His bright blue eyes blaze from the frame, and Bryan’s breath catches in his chest as he stares at Samuel.
It’s like he’s really seeing him for the first time.
I don’t know him, he thinks.
Which is disconcerting because he would say Samuel is one of the people he knows best in the world. Though that’s more a condemnation of his social life than actual closeness to his employee.
He goes back into his office and gathers his things, shuts down his computer, and feeds his fish since Samuel isn’t there to do it for him.
It is so difficult to train a new assistant. He’s become spoiled. Samuel was a once in a lifetime employee. His replacement won’t be as intuitive as Samuel. Samuel was responsive to his needs and anticipated them.

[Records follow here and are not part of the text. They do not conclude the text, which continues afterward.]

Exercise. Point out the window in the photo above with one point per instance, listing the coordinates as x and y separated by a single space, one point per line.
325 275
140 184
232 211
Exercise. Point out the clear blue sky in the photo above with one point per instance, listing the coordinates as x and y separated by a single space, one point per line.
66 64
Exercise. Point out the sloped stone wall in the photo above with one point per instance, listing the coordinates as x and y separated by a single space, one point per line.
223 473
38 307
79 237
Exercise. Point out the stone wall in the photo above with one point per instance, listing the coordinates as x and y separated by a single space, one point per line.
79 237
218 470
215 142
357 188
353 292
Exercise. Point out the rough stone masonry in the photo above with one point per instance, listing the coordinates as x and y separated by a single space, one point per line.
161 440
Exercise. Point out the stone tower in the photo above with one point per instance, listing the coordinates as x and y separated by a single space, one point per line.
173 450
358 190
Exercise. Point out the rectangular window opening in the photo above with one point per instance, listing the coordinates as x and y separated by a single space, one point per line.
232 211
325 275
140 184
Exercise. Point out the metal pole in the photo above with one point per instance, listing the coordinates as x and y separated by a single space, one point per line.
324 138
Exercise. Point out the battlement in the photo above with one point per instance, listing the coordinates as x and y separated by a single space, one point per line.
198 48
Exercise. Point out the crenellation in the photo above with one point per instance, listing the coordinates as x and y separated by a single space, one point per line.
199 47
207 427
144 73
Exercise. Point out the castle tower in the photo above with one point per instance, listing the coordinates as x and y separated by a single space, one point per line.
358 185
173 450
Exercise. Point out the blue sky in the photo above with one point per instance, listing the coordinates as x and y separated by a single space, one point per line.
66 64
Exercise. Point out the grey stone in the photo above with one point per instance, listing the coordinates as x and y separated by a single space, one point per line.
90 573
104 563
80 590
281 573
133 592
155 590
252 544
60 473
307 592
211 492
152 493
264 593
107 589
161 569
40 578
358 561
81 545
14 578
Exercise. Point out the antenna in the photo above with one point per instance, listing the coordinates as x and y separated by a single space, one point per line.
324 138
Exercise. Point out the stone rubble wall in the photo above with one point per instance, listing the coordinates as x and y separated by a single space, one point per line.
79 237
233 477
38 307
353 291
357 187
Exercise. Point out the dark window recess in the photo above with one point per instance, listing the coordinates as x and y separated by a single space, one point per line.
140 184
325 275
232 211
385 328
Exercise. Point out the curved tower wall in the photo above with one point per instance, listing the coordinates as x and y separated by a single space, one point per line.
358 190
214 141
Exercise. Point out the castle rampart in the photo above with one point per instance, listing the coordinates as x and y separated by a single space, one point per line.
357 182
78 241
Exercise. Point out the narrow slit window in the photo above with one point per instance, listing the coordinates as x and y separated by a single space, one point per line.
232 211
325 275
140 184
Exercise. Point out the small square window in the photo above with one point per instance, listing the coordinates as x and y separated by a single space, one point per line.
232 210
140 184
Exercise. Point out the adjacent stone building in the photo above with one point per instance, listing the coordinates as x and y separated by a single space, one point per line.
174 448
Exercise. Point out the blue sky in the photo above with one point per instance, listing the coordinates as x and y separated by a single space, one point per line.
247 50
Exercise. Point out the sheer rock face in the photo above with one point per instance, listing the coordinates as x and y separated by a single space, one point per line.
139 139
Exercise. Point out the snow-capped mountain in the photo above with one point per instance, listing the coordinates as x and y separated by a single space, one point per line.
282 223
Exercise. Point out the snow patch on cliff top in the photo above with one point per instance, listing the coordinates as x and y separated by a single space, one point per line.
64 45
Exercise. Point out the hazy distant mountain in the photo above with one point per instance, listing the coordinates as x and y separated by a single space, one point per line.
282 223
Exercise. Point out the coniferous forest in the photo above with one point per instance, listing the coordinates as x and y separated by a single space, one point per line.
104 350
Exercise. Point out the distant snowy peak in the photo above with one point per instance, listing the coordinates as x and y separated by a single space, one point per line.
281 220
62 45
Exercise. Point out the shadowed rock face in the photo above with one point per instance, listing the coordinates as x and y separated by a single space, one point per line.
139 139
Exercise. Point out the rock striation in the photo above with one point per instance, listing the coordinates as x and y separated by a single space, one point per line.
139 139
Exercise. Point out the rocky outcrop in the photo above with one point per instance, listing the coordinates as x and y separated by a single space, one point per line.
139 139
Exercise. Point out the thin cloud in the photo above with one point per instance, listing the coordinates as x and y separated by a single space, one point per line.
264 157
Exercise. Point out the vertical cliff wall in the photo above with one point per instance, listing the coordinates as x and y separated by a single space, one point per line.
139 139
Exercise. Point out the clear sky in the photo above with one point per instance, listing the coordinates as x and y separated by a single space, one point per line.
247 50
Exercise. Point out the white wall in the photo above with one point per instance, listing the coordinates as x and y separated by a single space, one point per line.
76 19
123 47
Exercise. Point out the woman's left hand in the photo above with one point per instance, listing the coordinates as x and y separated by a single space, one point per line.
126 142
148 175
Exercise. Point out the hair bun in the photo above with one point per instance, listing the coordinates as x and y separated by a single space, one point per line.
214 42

It was as if the young man spent every moment of his day thinking about ways to make Bryan’s day better.
As if nothing else was as important as pleasing Bryan and giving him everything he wanted.
Well.
Now he knows why Samuel was so devoted. The instinct that drove him. Because Samuel’s a gay, submissive boy who wants to have a Daddy he can be a good slut for.
And that was just the first paragraph! Who the hell is Ballbuster69, and why does Samuel want to spend a weekend with a man he’s never even met?
Has he no sense of self-preservation? Truly, the things Samuel stated in that email— things he likes, is willing to do, what he wants and ‘needs’ from his male lover are so shocking his mind instinctively shies away from it.
Who wants such things? Why?
There’s no hope for it. He has to fire Samuel.
‘You’ve done good work, Samuel, at best I can fire you in the morning,’ he mutters to himself, with zero amusement at the aptness of the Princess Bride reference.
It had been he and his brother’s favorite movie when they were kids.
Which Samuel knows, because the two discussed it at the family picnic last year.
Bryan pushes the personal catastrophe to the back of his mind and tries to focus on the upcoming meeting.
Work.
That’s the only thing that really matters.